Module by: Albert Van Helden. E-mail the author

Summary: A brief history of the Hydrostatic Balance.

The "Eureka" story about Archimedes and the bath tub was as well known in Galileo's day as it is in ours. Galileo, who was a great admirer of Archimedes and adopted many of his methods, probably read it in one of the editions of Vitruvius's The Ten Books on Architecture,1 which was very popular in Renaissance Europe. Supposedly, it was in the bath tub that Archimedes figured out the solution to the problem posed to him by the king of Syracuse: was a crown (or wreath) supposedly made of pure gold in fact entirely gold? He measured the amount of water displaced by the crown and by an equal weight of gold, and found that the crown displaced more water. Its specific gravity was thus less than that of gold, and therefore it had been adulterated with another metal.
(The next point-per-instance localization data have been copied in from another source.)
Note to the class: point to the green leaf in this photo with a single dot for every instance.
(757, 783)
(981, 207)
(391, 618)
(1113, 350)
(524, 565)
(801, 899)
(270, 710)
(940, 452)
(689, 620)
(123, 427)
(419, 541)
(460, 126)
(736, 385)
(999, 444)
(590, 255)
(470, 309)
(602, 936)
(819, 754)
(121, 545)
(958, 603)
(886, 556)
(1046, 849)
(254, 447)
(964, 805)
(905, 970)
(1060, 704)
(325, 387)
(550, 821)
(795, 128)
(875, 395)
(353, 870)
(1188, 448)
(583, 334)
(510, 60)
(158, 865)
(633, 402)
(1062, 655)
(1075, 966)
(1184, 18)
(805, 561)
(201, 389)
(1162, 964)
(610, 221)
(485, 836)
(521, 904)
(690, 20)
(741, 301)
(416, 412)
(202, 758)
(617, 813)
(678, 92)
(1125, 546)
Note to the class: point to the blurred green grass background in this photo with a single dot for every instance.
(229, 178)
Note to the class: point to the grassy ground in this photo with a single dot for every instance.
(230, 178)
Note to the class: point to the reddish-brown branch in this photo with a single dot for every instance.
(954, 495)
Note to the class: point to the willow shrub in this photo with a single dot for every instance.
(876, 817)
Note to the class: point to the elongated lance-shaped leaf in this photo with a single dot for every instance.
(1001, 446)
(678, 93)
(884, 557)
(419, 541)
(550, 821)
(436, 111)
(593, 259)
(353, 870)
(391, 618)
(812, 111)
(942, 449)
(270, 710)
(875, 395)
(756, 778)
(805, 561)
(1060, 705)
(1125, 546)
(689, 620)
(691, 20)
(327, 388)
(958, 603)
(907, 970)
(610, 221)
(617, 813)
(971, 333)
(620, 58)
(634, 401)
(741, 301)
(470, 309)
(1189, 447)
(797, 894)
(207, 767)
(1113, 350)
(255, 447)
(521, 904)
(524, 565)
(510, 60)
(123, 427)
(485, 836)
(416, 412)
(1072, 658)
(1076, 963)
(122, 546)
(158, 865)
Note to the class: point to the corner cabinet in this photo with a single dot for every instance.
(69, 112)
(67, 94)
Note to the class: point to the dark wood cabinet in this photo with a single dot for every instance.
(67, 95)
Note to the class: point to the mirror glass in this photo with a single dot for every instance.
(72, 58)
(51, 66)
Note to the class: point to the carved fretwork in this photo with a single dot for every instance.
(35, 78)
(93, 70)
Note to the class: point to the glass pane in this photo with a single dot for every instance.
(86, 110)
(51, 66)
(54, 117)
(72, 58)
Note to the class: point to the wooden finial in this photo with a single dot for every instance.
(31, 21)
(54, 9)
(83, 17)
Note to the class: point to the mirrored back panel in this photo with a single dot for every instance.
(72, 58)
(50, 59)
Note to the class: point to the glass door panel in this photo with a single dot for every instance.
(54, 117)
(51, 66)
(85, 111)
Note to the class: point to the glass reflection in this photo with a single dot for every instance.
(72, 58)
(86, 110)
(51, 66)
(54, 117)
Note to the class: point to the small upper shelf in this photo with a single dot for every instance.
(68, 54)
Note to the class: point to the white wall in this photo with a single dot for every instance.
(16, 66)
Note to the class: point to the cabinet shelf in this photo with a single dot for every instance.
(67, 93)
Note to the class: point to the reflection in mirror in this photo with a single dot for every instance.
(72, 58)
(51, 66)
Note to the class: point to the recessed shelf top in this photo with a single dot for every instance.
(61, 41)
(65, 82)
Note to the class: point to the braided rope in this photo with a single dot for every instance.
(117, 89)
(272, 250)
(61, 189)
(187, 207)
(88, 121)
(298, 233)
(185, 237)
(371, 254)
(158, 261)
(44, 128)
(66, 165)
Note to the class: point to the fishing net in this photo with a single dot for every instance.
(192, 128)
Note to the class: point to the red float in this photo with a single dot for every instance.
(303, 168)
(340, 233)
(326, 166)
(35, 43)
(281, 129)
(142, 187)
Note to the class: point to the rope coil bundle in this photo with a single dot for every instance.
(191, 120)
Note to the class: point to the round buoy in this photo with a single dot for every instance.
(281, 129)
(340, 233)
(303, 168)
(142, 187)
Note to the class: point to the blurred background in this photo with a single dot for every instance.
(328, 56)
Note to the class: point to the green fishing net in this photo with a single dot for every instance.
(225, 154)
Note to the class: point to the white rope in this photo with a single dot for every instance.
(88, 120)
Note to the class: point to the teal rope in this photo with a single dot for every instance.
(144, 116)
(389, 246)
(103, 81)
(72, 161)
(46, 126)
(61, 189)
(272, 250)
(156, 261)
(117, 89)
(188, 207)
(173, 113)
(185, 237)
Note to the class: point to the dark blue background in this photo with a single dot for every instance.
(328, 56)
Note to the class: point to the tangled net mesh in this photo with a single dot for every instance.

Weighing precious metals in air and then in water was presumably a practice that was common among jewelers in Europe. Galileo had some ideas for refining the practice and, at the age of 22, he wrote a little tract about it, which he entitled La Bilancetta, or "The Little Balance." What Galileo described was an accurate balance for weighing things in air and water, in which the part of the arm on which the counter weight was hung was wrapped with metal wire. The amount by which the counterweight had to be moved when weighing in water could then be determined very accurately by counting the number of turns of the wire, and the proportion of, say, gold to silver in the object could be read off directly.

This little tract illustrates the mixture of the theoretical and practical that marks Galileo's science in contrast to that of most of his contemporaries.

Footnotes

  1. There are many editions of The Ten Books on Architecture. The story of Archimedes is related in the introduction to Book IX.

Glossary

specific gravity:
- The ratio of the density of any substance to the density of some other substance taken as standard, with water being the standard for solids.

References

  1. Fermi, Laura, and Gilberta Bernardini. (1961). Galileo and the Scientific Revolution. New York: Basic Books.